Our data suggest that in diabetes AGE accumulation co-exists with bone deterioration at both the micron level and at the fracture level. Bone resists crack growth through mechanisms that span multiple levels of hierarchy [3]. These include microcrack toughening, diffuse damage, lamellar separation, crack ligament bridges and crack deflection [3]. At the macroscopic level, we used a three point bending test to failure on notched mice bone to measure initiation and propagation toughness. Propagation toughness, which measures the ability of bone matrix to resist crack propagation and avoid catastrophic failure, was decreased in the diabetic mice bone by 29%, a level comparable to the 37.2% reduction seen in vivo due to three decades of aging [52]. Initiation toughness, or the resistance to the initiation of a crack, was similarly decreased. At the microscopic level, we used reference point indentation, a technique that simulates the bone fracture process at a micron level. The resultant measurement, IDI, has been established in in vivo studies to measure material properties of bone, with higher levels being consistent with lower fracture toughness [30, 53, 54]. We found IDI to be significantly increased in the diabetic mice, with a related increase in TID. Our results are similar to those of a clinical study in which in vivo reference point indentation was worse in postmenopausal women with T2D as compared to controls and correlated inversely with average HbA1c measurements over the past 10 years[55]. However, that study involved impact reference point indentation, which has a different loading mechanism than cyclic RPI and did not include skeletal AGE measurement. Importantly, there was a discrepancy in our region of interest with regard to sampling with Raman spectroscopy and with indentation, raising the possibility that the relationships we found might not have held up if tested at the same site. Nevertheless, the correlations that we found between AGEs by Raman microspectroscopy and measures of mechanical properties by fracture mechanics suggest that the extent of glycation by Raman may be a predictor of mechanical competence.
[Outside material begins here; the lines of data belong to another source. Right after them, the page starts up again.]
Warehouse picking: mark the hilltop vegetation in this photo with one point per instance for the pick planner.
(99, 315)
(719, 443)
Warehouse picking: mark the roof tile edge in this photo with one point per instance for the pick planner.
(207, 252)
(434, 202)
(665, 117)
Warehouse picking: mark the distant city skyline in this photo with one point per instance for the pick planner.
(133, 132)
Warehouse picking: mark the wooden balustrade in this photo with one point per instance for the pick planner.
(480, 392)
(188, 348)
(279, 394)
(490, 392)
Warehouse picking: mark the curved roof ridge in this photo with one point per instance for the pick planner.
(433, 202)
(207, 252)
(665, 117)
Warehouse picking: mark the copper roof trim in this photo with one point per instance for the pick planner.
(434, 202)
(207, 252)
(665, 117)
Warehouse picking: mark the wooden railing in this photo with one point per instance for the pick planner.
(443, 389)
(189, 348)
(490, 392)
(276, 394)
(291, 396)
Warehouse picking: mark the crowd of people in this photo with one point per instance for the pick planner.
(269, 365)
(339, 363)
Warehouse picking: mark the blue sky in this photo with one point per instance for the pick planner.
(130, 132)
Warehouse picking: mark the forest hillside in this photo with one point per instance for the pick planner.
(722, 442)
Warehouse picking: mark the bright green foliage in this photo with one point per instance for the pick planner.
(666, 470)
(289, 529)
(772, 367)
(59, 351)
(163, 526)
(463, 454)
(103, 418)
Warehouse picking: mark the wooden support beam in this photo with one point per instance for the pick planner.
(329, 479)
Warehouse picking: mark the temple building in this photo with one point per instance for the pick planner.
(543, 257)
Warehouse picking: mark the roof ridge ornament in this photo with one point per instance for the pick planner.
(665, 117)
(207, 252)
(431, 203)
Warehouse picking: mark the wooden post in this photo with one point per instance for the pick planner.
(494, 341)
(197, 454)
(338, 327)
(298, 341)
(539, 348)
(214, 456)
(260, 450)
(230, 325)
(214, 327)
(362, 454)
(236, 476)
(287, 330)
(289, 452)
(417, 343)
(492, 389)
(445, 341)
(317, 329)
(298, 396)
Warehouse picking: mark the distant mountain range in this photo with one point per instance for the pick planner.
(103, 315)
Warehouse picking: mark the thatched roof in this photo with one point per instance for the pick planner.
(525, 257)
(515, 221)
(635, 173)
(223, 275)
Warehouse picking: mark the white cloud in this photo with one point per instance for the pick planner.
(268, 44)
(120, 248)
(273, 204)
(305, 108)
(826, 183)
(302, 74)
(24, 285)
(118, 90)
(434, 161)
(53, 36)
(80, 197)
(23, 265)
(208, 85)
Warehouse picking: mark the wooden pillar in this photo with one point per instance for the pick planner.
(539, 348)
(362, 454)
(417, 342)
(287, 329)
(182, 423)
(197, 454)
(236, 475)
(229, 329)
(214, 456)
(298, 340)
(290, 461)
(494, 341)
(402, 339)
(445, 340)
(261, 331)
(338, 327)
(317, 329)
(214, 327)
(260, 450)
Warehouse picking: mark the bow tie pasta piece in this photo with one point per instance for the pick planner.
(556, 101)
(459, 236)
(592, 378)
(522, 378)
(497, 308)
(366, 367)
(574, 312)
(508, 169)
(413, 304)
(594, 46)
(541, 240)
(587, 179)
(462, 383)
The study has a number of limitations. Our sample size was small and it is necessary to replicate these findings in a greater number of mice with concomitant glycemic measures. In addition, information about exact tissue age was lacking, since fluorescent labels were not used, which would have ensured that the age of the matrix analyzed was similar between the compared groups. It is possible that differences in periosteal formation between the groups could have influenced our results, such that diabetes was altering the chronology of matrix maturation, rather than the organic matrix composition directly. However, our measurements at the periosteal surface most likely reflected the newest bone mineralized matrix deposited in both groups. An additional limitation is that the OVE26 mice model is considered a model of diabetic nephropathy. As renal dysfunction impacts bone metabolism, it is possible that the skeletal findings were affected by diabetic nephropathy. Moreover, we did not examine whether bone material properties were homogenous throughout the entire cortical bone matrix. Our design called for preservation of the bones after Raman analysis for biomechanical testing, but further investigation of cut cross sections of bone (periosteal, center, endosteal) would address this point. Finally, our findings are specific to T1D and cannot necessarily be extrapolated to understanding the skeletal fragility associated with T2D. In T1D, insulin deficiency impairs bone formation and osteoblastogenesis [56] so that insulinopenia might have contributed to the deficits in mechanical indices that we observed. Future investigation of bone parameters in an insulin-replete high-fat diet mouse model might be more reflective of bone abnormalities in T2D.

In conclusion, our data provide new information about Raman spectroscopic measurement of skeletal AGEs and the relationship between matrix properties with macroscopic and microscopic biomechanical indices. These proof-of-concept data suggest that clinical studies of AGE measurement are important for future investigations of bone quality and fracture risk in patients with diabetes.